SotD: Sheryl Crow, “Everyday Is a Winding Road”

One highlight of my early days back in KY following grad school was gathering on Friday nights with college friends at Thomas’s house. We mostly played games, drank lots of Coca-Cola, inhaled first- and/or second-hand cigarette smoke, and listened to music. I didn’t drop by every week, and probably attended less often once I moved to Georgetown at the very end of 93, but it was always fun to hang out there.

In the fall of 93, Tonya, Thomas’s girlfriend at the time, plopped a disk from a new and unfamiliar artist into the player. She was definitely proselytizing on the album’s behalf, but I had to admit that, after several plays through, there was a wide and interesting range of pretty good songs on it. And so I became an early (but not nearly so early as Tonya) adopter of Sheryl Crow’s Tuesday Night Music Club. “Leaving Las Vegas” and the fun, loopy “All I Wanna Do” made it to mix tapes before the latter song (and Sheryl’s career) blew up in the fall of 94.

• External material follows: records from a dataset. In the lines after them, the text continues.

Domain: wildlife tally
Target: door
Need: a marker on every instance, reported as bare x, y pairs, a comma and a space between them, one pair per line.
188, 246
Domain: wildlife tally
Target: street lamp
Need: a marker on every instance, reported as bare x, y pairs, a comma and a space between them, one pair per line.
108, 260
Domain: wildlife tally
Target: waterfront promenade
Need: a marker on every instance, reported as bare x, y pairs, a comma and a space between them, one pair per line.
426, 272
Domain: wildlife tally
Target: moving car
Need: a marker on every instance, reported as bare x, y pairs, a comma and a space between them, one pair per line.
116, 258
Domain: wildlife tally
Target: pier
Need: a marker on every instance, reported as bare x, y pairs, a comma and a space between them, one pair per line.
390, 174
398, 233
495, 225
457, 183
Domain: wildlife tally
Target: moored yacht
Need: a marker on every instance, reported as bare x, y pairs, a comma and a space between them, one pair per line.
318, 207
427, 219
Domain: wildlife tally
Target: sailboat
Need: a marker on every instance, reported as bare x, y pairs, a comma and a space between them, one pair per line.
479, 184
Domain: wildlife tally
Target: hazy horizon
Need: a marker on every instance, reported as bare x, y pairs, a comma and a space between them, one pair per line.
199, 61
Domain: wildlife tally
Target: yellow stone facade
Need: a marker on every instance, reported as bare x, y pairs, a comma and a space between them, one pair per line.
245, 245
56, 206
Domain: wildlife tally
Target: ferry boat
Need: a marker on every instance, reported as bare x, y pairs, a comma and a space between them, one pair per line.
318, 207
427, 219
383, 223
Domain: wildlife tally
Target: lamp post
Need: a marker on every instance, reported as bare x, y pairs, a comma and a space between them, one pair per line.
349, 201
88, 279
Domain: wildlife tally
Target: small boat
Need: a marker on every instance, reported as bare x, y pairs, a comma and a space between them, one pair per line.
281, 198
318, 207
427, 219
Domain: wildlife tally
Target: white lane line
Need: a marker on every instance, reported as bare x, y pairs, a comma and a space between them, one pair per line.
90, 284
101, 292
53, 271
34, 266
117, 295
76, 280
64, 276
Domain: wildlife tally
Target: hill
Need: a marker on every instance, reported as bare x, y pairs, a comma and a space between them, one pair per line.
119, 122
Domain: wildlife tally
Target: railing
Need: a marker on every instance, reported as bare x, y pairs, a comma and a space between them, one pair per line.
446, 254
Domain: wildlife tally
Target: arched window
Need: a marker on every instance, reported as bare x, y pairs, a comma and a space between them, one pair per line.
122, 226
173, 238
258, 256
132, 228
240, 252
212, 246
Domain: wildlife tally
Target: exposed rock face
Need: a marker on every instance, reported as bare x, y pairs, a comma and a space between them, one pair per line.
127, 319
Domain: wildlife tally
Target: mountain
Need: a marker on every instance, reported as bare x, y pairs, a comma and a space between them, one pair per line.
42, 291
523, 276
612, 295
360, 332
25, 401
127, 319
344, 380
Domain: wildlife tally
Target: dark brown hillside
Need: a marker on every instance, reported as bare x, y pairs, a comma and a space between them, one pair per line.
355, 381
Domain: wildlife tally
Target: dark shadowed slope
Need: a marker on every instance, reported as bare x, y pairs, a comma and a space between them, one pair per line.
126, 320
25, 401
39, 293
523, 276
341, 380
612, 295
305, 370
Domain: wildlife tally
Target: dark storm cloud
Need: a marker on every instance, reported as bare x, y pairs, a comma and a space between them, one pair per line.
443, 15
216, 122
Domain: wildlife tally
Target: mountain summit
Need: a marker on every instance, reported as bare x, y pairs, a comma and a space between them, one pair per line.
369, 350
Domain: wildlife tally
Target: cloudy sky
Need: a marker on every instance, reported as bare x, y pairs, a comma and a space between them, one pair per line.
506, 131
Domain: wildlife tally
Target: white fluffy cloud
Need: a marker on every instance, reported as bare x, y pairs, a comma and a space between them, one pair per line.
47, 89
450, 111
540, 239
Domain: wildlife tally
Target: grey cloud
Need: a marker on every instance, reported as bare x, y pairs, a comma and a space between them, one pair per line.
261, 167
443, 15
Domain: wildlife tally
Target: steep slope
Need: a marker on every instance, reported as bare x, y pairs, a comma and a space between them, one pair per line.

(An aside: I like “Leaving Las Vegas” just fine, but hearing it always makes me think of seeing Shawn Colvin at Bogart’s in Cincinnati in the summer of 95—maybe the first concert I saw with Martha. Colvin did a really funny bit mid-show, noting the similarity in chord progressions among several then-recent songs released by women, including “LLV” and Jill Sobule’s “I Kissed a Girl.”)

In the following years, I picked up Sheryl Crow and The Globe Sessions. “My Favorite Mistake” contains what I think is her finest musical moment, that resolution about three minutes in, right after she sings, “…it’s your laughter, won’t let me go, so I’m holding on this way” (there are hints of it earlier in the song, too). I really liked “If It Makes You Happy” and “A Change” back in the day (and still do to a reasonable extent), but I don’t think their lyrics have worn well over time—she’s trying to be clever but in the end comes across simply as smartass. On the other hand, that eponymous release does have the tune of hers I like best, “Everyday Is a Winding Road.” The lines about being “a stranger in my own life” and “wondering if all the things I’ve seen were ever real” ring true and feel, well, real. I hadn’t realized until putting this together that Neil Finn is singing backup here, but I believe I can tell it’s him on the chorus.  Cool video, too.